Posté par Maxima 10 juillet 2019 0 commentaire

Un article rédigé par Armand.

Le studio Ghibli a été à l’origine de nombreux films d’animation ayant révolutionné leur genre, mais il a fallu pour cela allier deux réalisateurs de génie (Isao Takahata et Hayao Miyazaki) à un producteur capable de vendre les projets de film les plus fous (Toshio Suzuki). Le premier film à allier ce Triumvirat a été Nausicäa de la vallée du vent, une fable écolo et pacifiste réalisée par Hayao Miyazaki, produite par Isao Takahata et qui doit son existence à Toshio Suzuki.
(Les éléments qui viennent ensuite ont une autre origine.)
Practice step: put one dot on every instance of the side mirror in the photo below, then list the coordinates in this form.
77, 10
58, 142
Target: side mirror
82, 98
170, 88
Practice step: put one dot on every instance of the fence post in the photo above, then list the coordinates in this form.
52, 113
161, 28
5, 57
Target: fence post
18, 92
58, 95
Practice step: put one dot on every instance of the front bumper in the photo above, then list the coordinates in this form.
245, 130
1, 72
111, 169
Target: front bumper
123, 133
                Cet article retracera donc l’histoire de la création de ce film ainsi qu’une explication non-exhaustive de certaines de ses scènes les plus marquantes.

                En 1978 Toshio Suzuki, alors journaliste pour un magazine spécialisé dans l’animation Animage, tente d’interviewer Isao Takahata et Hayao Miyazaki au sujet de leur film Horus, prince du soleil sorti en 1968 sous l’égide du studio Toei, mais tous deux refusent de commenter (le flop commercial de ce film a été à l’origine de la rétrogradation de Takahata aux studios Toei ; ce n’est donc pas un bon souvenir). N’ayant jamais oublié cet appel, Suzuki réessayera d’interviewer Miyazaki en 1979 pour la sortie de son premier film en tant que réalisateur : Le château de Cagliostro. Il rencontre le même mutisme de la part de l’artiste lors de l’interview, mais ils deviennent rapidement amis et commencent à discuter de projets de films.
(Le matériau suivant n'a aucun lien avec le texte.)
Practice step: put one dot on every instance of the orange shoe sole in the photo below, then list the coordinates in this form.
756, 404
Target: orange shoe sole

De gauche à droite : Hayao Miyazaki, Toshio Suzuki et Isao Takahata

                Le projet de film que Miyazaki tient alors le plus à cœur est celui qui deviendra Nausicäa de la vallée du vent que Suzuki essayera de faire produire, mais il est alors impossible de faire produire un film d’animation s’il n’est pas basé sur un roman, manga ou comics déjà reconnu. C’est pourquoi Miyazaki dessine le manga du même nom, qui sera publié dans Animage grâce à Suzuki, et qui deviendra vite la rubrique la plus lue du magazine. La popularité du manga permet alors à Takahata de produire une adaptation en film d’animation qui sort en 1984, et dont le succès mènera à la création du studio Ghibli.

                Mais bien plus qu’un film à l’origine du studio Ghibli, Nausicäa est un film à forte connotation politique : Miyazaki s’y fait pionnier du mouvement écolo japonais et fervent défenseur de la paix dans le monde à tous prix.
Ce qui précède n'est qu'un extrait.